A pooled analysis of eight studies found that patients with CD whose diagnosis occurred above the 75th percentile for time to diagnosis had 88% higher odds of stricturing disease and 65% higher odds of penetrating complications. Delayed diagnosis was also associated with a twofold increased risk of intestinal surgery.

In UC, associations between diagnostic delay and adverse outcomes were less consistent. One adult study reported a 4.1-fold increase in odds of colectomy with delayed diagnosis, whereas pediatric data did not demonstrate a clear association.

A UK cohort study reported a median time to diagnosis of 15.6 months and found higher rates of emergency hospital admissions among patients with longer delays.

Risk factors for prolonged diagnostic intervals included ileal involvement and age younger than 40 years in CD. Broader cohort data identified female sex, Black and Asian race or ethnicity, obesity, smoking, socioeconomic deprivation, loperamide prescription, and preexisting depression or anxiety as associated with diagnostic delays exceeding 12 months.

Noninvasive testing and streamlined pathways

Fecal calprotectin testing in primary care demonstrated negative predictive values of 98% in patients with alarm symptoms and 99% in those without alarm symptoms for distinguishing IBD from functional disorders. Positive predictive values were 50% and 27%, respectively.

In a validation study, combining fecal calprotectin with a Red Flags Index questionnaire increased sensitivity for CD detection from 50% to 100% and improved positive predictive value. A “straight-to-test” colonoscopy pathway reduced time from referral to treatment from 177 days to 24 days.

Evidence for earlier therapy in CD

The authors described a proposed “window of opportunity” hypothesis in CD, reflecting its transmural inflammatory biology and risk of progressive structural damage.

In the CALM randomized trial of patients with disease duration of one year or less, 46% of patients assigned to biomarker-driven tight control achieved mucosal healing without deep ulcers at 48 weeks.
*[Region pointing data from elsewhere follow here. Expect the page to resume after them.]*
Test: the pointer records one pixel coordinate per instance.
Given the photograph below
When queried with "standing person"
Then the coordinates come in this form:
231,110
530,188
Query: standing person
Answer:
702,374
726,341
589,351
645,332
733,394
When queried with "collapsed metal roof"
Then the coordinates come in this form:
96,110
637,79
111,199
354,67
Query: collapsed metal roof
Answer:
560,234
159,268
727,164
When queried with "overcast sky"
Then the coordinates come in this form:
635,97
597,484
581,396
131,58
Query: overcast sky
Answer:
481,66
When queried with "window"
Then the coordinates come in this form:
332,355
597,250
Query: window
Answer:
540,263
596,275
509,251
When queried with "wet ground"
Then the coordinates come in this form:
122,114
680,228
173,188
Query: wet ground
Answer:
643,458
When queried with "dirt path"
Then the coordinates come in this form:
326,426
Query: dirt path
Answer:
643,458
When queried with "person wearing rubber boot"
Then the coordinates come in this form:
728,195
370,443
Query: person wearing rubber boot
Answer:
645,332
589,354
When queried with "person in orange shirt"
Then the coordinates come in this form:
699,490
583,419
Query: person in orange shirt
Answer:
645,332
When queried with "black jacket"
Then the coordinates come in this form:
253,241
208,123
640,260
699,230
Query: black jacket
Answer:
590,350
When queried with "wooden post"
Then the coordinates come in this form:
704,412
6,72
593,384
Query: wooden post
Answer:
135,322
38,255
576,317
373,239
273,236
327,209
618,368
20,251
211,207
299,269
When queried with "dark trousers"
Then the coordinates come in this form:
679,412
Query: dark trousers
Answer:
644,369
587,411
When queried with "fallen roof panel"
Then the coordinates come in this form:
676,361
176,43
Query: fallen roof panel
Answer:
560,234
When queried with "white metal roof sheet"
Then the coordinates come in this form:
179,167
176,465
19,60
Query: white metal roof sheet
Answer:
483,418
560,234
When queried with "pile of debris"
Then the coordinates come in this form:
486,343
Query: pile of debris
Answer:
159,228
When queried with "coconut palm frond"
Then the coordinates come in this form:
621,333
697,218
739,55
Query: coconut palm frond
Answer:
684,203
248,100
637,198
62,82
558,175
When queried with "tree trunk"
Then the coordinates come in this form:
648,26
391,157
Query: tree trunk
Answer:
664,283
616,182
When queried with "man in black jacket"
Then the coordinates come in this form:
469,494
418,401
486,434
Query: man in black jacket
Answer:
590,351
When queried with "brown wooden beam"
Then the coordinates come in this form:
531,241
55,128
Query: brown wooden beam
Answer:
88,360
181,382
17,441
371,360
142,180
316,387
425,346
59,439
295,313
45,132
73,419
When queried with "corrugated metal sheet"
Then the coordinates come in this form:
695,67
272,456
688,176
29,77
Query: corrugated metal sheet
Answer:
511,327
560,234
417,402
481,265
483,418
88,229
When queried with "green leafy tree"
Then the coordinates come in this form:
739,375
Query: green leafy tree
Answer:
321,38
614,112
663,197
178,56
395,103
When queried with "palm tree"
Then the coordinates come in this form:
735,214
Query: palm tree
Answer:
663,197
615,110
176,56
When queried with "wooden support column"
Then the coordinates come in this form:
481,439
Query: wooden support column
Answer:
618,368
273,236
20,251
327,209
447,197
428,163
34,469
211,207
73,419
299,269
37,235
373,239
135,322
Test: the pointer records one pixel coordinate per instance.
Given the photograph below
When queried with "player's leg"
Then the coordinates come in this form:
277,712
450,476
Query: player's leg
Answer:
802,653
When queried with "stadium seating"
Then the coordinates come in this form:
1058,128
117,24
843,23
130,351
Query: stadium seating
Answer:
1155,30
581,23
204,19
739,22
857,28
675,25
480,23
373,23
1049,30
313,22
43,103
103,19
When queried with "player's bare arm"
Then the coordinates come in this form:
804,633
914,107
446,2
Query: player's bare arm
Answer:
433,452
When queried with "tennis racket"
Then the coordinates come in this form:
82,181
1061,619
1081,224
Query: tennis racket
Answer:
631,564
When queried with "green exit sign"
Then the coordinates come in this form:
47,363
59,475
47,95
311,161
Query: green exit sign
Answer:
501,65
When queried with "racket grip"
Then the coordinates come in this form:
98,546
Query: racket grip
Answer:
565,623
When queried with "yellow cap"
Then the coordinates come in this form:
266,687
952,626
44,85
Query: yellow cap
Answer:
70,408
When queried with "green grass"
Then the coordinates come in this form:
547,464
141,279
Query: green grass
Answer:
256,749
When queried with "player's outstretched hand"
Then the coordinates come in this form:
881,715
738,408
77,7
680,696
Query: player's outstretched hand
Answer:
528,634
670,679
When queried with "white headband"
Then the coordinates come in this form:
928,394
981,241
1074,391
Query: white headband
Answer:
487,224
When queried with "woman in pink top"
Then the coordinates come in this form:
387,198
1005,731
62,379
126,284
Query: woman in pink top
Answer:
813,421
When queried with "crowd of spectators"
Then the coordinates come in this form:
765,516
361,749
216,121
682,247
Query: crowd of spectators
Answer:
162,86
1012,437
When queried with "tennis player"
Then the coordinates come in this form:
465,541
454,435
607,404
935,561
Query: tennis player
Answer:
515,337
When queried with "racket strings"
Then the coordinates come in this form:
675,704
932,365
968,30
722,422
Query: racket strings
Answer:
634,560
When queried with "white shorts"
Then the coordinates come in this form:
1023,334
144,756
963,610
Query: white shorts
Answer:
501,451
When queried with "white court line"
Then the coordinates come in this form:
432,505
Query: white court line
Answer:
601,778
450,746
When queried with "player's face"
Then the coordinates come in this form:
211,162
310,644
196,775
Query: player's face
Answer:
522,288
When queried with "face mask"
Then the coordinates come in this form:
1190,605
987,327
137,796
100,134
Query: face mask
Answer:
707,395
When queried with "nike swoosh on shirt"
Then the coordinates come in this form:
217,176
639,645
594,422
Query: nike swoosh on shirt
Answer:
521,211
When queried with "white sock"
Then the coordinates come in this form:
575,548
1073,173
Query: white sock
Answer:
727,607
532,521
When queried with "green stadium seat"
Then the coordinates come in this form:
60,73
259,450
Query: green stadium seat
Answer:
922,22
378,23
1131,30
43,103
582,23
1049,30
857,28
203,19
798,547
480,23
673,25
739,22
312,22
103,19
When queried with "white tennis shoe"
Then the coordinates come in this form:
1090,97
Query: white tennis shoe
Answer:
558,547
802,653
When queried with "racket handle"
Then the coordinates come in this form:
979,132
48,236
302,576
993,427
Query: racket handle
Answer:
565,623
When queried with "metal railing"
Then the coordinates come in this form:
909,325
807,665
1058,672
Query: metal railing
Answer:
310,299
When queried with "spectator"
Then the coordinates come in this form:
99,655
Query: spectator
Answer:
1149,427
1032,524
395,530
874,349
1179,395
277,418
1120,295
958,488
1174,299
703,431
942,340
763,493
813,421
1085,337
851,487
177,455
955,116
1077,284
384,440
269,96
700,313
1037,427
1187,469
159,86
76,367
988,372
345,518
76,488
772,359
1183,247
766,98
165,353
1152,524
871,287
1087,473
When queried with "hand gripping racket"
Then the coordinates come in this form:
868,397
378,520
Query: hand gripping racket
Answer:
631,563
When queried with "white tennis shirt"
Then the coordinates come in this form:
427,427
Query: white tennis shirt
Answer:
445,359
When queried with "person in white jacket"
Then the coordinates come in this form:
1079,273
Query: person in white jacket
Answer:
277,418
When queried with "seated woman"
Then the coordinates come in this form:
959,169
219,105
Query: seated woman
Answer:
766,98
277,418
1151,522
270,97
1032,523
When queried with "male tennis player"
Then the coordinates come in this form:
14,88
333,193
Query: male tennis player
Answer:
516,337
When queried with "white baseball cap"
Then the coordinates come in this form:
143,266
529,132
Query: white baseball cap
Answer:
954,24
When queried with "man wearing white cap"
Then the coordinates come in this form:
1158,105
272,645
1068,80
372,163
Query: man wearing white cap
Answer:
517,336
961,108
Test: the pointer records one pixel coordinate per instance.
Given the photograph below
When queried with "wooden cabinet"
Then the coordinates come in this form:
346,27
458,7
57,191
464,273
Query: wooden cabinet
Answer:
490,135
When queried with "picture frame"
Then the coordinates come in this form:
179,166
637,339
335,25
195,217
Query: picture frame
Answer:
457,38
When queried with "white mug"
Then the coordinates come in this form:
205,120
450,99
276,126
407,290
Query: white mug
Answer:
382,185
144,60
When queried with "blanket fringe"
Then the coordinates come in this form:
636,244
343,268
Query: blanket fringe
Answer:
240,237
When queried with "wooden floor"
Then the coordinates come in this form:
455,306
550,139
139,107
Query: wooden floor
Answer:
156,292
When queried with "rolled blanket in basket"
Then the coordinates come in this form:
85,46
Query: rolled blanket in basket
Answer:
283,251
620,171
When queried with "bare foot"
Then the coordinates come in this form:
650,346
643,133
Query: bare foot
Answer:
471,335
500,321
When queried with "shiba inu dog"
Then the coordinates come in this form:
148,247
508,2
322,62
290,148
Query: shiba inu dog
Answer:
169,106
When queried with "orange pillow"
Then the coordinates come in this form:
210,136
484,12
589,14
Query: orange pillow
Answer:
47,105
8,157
Meta-analyses cited in the review found that anti–tumor necrosis factor (anti-TNF) therapy initiated within three years of diagnosis was associated with reduced abdominal surgery and disease progression. Another analysis defining early biologic therapy as within two years of diagnosis reported higher remission rates.

In a retrospective cohort, biologic initiation within 12 months of diagnosis was associated with higher rates of transmural healing. Transmural healing was linked to lower risks of bowel damage progression (adjusted hazard ratio, 0.28) and CD-related surgery (adjusted hazard ratio, 0.21).

The PROFILE trial enrolled patients shortly after diagnosis (median 12 days) and compared combination infliximab plus immunomodulator therapy with accelerated step-up treatment. Sustained steroid- and surgery-free remission occurred in 67% of patients in the top-down group versus 15% in the step-up group at 48 weeks.

In pediatric CD, early anti-TNF therapy was associated with an 82% reduction in the odds of developing fistulizing perianal disease.

Health economic analyses suggested that early biosimilar anti-TNF therapy may be cost-effective, with reductions in hospitalizations and surgeries offsetting drug costs.

Mixed data in UC

In contrast, an individual participant data meta-analysis did not demonstrate a consistent increase in remission rates among patients with shorter disease duration at treatment initiation in UC. Retrospective studies found no clear differences in hospitalization or colectomy rates between early and delayed anti-TNF initiation. Similarly, early vedolizumab initiation (within 30 days of diagnosis) did not significantly reduce nonresponse rates.

The authors suggested these differences may reflect the predominantly mucosal inflammation in UC and its generally less progressive course compared with CD.

“Early effective therapy and treating early in the disease course has consistently been associated with improved outcomes in Crohn’s disease,” the authors wrote, while noting that “the data for early treatment in UC have been more equivocal.”

They concluded that improving outcomes in IBD requires timely recognition, diagnosis, and initiation of appropriate therapy.

The authors reported relevant disclosures in the original publication.